Search code examples
amazon-web-servicesamazon-kinesisamazon-kinesis-firehoseamazon-sagemaker

AWS SageMaker Random Cut Forest or Kinesis Data Analytics Random Cut Forest?


I need to put together an architecture that can detect anomalies in logs created by a web application.

The Random Cut Forest algorithm constantly pops up in my research, where it is used in two scenarios: SageMaker and Kinesis Data Analytics.

Which of these two services should I use in my architecture?


Solution

  • At the core, the mathematical methodology between the two is nearly identical, but there are some differences in how they are implemented within Kinesis and SageMaker that should help drive your decision.

    Kinesis RandomCutForest:

    • Streaming version of the algorithm which is great for near-real-time updates to the model.
    • Supports time decay of older records, shingling of the input data, and if you are using multiple dimensions, anomaly attribution that helps you understand the effect of each of the dimensions.
    • So, in case your logs are being stored in CloudWatch, by using subscription filters (and Lambda if needed) you can get them preprocessed and sent to Kinesis with little effort.
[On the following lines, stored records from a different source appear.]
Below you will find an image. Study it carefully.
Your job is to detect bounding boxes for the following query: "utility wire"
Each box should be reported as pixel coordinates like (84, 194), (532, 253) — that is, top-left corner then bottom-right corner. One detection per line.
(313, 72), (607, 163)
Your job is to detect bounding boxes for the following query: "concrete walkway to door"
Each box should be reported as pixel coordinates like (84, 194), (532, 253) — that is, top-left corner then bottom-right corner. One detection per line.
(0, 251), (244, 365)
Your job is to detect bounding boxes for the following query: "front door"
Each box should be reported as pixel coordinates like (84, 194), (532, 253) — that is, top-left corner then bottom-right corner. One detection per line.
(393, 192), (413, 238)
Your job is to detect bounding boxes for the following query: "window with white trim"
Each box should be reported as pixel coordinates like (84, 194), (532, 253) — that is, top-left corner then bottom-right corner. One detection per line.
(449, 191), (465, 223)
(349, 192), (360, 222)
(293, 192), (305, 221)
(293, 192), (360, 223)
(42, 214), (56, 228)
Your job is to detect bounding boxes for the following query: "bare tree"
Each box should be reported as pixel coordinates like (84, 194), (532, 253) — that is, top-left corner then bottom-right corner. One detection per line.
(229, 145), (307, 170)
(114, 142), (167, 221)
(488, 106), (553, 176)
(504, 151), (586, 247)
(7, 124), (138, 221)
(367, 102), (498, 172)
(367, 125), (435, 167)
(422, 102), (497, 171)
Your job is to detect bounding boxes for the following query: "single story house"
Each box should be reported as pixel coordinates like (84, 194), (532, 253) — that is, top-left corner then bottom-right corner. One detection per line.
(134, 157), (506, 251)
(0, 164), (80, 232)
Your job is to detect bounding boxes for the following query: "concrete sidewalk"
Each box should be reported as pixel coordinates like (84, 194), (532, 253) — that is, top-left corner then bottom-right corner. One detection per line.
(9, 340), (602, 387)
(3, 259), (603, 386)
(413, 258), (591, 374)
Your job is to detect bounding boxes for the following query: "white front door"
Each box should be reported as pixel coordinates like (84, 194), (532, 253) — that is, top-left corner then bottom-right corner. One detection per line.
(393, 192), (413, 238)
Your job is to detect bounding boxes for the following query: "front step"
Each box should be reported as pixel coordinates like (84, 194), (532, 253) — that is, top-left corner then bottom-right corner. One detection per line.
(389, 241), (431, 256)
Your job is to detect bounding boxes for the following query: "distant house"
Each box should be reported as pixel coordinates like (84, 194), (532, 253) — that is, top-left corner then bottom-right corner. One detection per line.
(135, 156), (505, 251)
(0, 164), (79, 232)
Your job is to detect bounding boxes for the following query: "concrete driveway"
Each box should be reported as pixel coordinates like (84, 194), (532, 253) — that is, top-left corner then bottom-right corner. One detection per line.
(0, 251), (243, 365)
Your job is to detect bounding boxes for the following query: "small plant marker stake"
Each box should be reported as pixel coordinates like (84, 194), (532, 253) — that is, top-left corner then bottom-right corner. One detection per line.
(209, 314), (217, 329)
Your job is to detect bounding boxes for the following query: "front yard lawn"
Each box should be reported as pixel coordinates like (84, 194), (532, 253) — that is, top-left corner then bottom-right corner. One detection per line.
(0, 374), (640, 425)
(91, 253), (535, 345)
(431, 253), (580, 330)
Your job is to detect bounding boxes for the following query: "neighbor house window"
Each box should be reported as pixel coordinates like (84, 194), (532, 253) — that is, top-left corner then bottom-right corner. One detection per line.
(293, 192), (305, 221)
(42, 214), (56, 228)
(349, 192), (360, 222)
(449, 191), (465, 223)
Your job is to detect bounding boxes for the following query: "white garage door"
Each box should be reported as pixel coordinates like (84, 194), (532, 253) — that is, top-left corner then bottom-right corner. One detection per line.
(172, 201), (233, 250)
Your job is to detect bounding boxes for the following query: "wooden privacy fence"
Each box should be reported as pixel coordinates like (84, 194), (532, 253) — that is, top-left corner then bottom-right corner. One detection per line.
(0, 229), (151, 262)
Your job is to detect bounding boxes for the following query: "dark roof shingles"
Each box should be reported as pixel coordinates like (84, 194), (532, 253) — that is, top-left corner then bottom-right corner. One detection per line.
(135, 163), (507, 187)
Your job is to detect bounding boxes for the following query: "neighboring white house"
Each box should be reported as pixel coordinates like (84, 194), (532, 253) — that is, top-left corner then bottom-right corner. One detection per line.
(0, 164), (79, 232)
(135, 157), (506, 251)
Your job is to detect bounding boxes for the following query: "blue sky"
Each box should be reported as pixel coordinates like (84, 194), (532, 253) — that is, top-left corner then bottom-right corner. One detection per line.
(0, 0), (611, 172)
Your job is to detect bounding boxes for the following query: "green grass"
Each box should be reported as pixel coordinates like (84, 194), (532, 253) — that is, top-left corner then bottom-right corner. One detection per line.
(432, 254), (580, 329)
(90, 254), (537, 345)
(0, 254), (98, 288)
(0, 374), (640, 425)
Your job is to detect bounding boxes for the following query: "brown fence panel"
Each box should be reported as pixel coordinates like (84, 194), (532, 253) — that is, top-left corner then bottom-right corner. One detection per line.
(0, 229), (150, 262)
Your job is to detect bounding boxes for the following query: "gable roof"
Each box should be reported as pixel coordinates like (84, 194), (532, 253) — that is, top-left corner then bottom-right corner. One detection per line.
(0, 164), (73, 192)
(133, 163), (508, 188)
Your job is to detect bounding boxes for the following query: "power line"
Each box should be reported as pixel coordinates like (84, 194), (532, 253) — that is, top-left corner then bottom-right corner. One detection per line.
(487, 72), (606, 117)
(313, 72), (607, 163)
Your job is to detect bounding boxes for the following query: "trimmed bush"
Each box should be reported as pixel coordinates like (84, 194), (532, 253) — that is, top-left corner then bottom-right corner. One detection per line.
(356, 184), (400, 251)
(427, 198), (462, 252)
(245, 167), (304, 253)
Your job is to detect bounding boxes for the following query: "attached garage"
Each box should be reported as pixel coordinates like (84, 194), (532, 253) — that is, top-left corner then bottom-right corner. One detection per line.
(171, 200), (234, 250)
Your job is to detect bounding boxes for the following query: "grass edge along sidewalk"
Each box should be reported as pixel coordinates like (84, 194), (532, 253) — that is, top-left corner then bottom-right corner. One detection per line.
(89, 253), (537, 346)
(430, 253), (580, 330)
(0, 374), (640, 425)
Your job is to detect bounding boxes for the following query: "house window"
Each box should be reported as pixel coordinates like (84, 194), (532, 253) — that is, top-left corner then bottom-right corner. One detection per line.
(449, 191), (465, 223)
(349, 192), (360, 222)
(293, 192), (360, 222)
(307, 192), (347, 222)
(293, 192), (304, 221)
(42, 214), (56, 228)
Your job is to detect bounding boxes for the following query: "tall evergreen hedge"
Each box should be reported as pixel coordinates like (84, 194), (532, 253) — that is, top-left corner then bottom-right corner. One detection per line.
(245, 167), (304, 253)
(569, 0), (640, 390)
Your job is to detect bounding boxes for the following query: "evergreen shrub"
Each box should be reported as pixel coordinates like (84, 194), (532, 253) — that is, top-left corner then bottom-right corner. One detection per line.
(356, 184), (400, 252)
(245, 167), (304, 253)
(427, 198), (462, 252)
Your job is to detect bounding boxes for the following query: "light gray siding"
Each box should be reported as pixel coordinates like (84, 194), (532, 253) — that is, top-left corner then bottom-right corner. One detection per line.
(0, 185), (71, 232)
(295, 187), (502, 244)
    SageMaker RandomCutForest:

    • Batch version of the algorithm, great for large datasets (typically stored in S3) or where there's no need to update the model frequently.
    • Similar to Kinesis, supports near-real-time scoring of incoming data points via inference endpoint, but new data points do not change the underlying model.
    • Supports hyper parameter optimization, which identifies the best set of parameters for your model (such as number of samples, number of trees etc.)
    • Scaling up instances for both training and scoring is straightforward, and the available SageMaker Notebooks can help you preprocess and prepare your data for training.
    • So, if your dataset is large and you don't have a need for dynamic updates to your model, SageMaker solution should be preferred solution for you.

    Hope this answers your question.